Paul Claes is sinds jaar en dag de
meest erudiete auteur uit onze letteren. Hij is niet alleen een begenadigd
vertaler uit een handvol talen, hij is daarnaast ook de schrijver van een groot
aantal romans en dichtbundels. Daarbovenop komen een groot aantal essays en
studies, die er vaak op gericht zijn om het werk van een moeilijk of zelfs
onleesbaar auteur te ontcijferen. Die methode om teksten te zien als raadsels
heeft Paul Claes ertoe gebracht om het werk van zo uiteenlopende schrijvers als
Rilke, Eliot of Rimbaud te bestuderen en naar lezers toe te verhelderen.
Met deze lijvige Canon van de Nederlandse poëzie past
Paul Claes dat beproefde procedé uit op een 110 klassieke gedichten uit onze
eigen literatuur.

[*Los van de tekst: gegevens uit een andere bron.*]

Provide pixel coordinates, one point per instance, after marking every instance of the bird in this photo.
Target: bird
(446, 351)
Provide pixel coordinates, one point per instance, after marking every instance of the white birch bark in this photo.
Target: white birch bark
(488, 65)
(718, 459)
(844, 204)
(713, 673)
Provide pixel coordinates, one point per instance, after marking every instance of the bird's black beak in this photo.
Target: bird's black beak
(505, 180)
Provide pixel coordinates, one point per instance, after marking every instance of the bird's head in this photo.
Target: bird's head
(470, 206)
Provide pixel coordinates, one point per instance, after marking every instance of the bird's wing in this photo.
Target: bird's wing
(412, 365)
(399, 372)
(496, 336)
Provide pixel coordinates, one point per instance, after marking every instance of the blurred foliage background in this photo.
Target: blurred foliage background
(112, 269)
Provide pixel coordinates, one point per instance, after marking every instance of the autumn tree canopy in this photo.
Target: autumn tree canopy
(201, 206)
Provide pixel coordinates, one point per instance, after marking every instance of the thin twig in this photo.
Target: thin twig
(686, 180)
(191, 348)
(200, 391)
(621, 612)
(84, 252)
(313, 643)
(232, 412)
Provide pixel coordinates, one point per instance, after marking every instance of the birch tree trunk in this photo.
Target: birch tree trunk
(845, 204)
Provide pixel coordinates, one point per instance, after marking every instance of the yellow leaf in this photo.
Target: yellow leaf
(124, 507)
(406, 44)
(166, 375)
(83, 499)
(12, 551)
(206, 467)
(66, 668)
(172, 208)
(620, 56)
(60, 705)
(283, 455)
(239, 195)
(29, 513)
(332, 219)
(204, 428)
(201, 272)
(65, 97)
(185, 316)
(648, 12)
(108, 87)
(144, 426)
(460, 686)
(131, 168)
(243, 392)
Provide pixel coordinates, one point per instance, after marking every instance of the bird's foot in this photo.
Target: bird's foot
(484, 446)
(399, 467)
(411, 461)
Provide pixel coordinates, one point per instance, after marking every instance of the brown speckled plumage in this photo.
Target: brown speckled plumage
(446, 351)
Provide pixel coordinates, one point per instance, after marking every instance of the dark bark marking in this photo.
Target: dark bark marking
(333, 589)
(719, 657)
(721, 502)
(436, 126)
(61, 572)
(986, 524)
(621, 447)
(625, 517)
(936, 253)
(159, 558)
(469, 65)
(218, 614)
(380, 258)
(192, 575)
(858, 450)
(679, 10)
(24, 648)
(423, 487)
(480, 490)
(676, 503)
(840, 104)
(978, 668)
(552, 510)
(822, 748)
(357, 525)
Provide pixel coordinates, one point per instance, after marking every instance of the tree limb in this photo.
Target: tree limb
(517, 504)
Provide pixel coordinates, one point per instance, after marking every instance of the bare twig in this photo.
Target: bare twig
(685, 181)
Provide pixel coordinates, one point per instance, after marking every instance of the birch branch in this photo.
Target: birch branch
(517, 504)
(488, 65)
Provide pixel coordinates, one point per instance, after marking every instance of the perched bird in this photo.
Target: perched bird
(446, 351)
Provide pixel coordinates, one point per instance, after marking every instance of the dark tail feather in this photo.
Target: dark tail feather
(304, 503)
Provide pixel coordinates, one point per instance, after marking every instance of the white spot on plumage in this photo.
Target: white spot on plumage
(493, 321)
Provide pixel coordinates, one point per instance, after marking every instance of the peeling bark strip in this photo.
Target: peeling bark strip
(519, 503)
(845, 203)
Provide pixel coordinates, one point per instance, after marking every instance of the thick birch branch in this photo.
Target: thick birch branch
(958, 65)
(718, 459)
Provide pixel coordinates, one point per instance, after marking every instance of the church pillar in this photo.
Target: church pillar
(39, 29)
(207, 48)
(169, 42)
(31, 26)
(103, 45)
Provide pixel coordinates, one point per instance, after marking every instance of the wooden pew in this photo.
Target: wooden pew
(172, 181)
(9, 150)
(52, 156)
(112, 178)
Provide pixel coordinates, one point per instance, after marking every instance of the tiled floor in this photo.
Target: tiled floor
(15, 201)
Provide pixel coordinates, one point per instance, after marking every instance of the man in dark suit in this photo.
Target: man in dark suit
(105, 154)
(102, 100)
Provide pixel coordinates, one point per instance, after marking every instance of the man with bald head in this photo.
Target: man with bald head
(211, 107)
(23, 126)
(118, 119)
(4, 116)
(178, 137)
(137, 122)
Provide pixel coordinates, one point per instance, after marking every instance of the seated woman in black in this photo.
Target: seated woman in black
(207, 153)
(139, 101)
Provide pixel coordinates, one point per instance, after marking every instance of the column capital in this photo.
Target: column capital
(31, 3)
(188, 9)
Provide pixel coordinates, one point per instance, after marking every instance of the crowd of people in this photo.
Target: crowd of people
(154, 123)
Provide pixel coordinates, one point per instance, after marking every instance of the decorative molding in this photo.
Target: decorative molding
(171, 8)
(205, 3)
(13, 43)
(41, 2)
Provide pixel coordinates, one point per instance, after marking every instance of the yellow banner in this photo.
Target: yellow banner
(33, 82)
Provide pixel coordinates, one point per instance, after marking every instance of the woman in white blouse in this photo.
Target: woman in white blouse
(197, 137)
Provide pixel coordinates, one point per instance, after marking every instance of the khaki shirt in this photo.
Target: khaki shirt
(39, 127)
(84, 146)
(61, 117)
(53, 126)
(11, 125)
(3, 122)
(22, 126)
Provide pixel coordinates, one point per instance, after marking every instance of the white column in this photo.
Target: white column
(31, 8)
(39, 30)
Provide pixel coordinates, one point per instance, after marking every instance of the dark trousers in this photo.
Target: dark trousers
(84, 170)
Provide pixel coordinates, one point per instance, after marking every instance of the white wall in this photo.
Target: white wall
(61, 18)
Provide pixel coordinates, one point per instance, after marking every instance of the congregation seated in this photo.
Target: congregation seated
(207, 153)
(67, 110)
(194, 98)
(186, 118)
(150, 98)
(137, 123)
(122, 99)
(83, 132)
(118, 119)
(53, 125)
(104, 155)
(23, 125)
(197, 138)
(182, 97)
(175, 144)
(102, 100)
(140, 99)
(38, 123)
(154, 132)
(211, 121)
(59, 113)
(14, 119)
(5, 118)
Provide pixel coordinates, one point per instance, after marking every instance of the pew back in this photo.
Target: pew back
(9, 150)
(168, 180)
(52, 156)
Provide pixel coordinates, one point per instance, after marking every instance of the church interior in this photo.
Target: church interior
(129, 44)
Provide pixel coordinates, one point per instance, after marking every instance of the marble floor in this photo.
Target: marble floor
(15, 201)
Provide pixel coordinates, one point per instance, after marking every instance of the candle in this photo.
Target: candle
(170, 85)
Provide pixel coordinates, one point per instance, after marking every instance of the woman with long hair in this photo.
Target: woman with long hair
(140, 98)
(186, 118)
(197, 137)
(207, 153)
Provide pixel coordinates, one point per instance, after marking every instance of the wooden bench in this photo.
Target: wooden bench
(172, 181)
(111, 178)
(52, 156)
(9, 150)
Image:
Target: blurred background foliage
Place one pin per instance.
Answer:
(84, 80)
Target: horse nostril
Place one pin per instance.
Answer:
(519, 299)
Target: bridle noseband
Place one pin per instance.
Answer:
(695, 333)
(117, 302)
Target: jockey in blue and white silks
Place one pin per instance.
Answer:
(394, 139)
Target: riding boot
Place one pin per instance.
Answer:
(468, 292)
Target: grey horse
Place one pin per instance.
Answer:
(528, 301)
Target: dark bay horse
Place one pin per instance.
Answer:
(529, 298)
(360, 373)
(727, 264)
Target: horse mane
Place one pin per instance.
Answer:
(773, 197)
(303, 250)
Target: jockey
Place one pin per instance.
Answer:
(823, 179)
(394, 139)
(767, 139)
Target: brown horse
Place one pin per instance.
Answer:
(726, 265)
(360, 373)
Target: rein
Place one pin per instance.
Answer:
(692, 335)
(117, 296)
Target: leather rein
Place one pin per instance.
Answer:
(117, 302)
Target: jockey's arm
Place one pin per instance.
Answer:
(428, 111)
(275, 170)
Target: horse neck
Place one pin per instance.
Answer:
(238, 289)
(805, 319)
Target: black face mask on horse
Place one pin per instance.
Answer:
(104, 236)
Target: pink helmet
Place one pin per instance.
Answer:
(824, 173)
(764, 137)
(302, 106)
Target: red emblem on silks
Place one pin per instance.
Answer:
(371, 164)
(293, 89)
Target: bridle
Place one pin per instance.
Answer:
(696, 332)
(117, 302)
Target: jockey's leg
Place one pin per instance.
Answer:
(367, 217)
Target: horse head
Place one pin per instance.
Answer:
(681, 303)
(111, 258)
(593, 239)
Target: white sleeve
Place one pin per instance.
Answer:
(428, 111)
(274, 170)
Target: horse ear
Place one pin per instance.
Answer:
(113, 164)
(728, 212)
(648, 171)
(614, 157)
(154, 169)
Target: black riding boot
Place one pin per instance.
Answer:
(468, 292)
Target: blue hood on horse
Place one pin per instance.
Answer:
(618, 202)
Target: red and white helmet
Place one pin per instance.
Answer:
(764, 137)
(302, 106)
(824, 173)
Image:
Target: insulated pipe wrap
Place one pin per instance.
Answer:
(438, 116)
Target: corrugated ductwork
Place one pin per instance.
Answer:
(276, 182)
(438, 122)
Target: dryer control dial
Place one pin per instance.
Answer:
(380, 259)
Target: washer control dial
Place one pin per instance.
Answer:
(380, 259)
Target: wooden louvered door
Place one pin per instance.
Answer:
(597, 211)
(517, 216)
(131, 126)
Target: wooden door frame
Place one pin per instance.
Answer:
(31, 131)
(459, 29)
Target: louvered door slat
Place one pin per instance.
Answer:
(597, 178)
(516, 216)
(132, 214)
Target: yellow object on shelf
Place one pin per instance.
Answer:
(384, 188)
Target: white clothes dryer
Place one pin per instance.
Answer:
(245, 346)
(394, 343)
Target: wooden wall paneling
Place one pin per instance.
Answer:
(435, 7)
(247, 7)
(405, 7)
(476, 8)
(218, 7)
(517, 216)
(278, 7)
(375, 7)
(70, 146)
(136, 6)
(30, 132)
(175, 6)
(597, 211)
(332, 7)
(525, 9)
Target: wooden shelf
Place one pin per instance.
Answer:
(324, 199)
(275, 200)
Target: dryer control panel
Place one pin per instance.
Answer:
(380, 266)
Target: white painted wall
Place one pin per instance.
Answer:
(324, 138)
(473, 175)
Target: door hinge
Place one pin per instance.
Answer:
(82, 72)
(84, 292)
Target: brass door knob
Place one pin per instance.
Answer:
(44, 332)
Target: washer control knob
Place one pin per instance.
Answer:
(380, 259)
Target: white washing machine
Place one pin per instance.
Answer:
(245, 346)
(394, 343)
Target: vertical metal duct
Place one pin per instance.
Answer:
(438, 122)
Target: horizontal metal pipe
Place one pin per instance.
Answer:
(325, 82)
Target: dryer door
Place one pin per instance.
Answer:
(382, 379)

Daarbij vertrekt hij van de parels uit onze middeleeuwse
literatuur (te beginnen met de Oudnederlandse zin ‘hebban olla vogala’) om via
de Nieuwe Tijd (de voormalige Gouden Eeuw) te belanden bij de moderne en de
hedendaagse literatuur. Het boek sluit overigens af met een tiental ‘hedendaagse
klassiekers’ (met onder meer Deelder, Favery, De Conink en Kopland). Die keuze,
met korte toelichtingen bij elk tijdvak, zorgt ervoor dat dit boek gelezen kan
worden als een vrij klassieke bloemlezing. De tekstkeuze is zonder meer
degelijk, al kan Claes moeilijk een vernieuwende of tegendraadse kijk op onze
letteren verweten worden. De bloemlezer houdt het bij een nogal te verwachten
selectie, ook al omdat hij zich nadrukkelijk beroept op de tijd als
scheidsrechter bij het bepalen van een canon. Hoe dan ook, ze prijken hier
allemaal naast elkaar, de gedichten die generatie na generatie overgeleverd
werden en het patrimonium van onze letteren blijven uitmaken. Die keuze zal
ongetwijfeld her en der kritiek opleveren, maar als lezer ben ik in ieder verheugd
met wat hier is bijeengebracht.
Belangrijker dan de
selectie is echter de manier waarop de samensteller de gedichten tracht te
verklaren voor de hedendaagse lezer, die niet langer vertrouwd is met de oudere
fases van onze taal maar evenmin nog de mythologie, de godsdienst en het
Europese literaire erfgoed pasklaar heeft zitten. Bij ieder gedicht gaat Claes
op dezelfde manier tewerk: hij situeert de betreffende tekst in enkele zinnen,
geeft zo nodig enige woordverklaring, bespreekt vervolgens techniek en
thematiek en besluit met sporen van de nawerking van de klassieker. De laatste
rubriek laat bijvoorbeeld zien hoe echo’s van het betreffende vers doorklinken
bij navolgers, of hoe de overbekende regels leiden tot een parodie of een
pastiche.
Vooral de korte beschouwingen
over verstechniek laten zien hoe goed Paul Claes vertrouwd is met de regels van
de klassieke poëtica en de retoriek. Daarbij gaat het niet enkel om technische
kwesties op zich, maar ook om de manier waarop een vers aansluiting zoekt bij
een ingeburgerd genre. De stijlfiguren illustreren hoe teksten in elkaar zijn
gezet, hoe dichters ernaar streven om hun woorden formeel extra te beladen (en
daardoor nieuwe betekenissen te genereren). Dat verband tussen vorm en inhoud,
dat zo essentieel is voor gedichten, wordt voortgezet met de thematische
beschouwingen. Hier legt Claes regelmatig verhelderende verbanden met andere
teksten of laat hij zien hoe de symbolen in de betreffende tekst het best
geïnterpreteerd kunnen worden. Op die manier krijgen de klassieke gedichten hun
oorspronkelijke patina terug, en leiden nieuwe originele vondsten tot
onvermoede interpretaties. Claes blijft telkens even beknopt maar veel van zijn
suggesties zullen lezers vandaag stimuleren om dit boek vaak ter hand te nemen.
Toch gaat het
in de meeste gevallen niet echt om interpretaties van volledige gedichten maar
om de verheldering van een paar moeilijke passages of om een soort van globale
parafrase van de tekst. In dit opzicht blijft er voor de lezer nog veel ruimte
over om voort te bouwen op de elementen die hier worden aangereikt. Dit is een
bloemlezing en een leesboek van formaat, dat het puik van onze letteren terecht
in leven houdt voor huidige en toekomstige generaties. Hopelijk maken die
veelvuldig gebruik van wat hier als uitnodiging wordt aangeboden.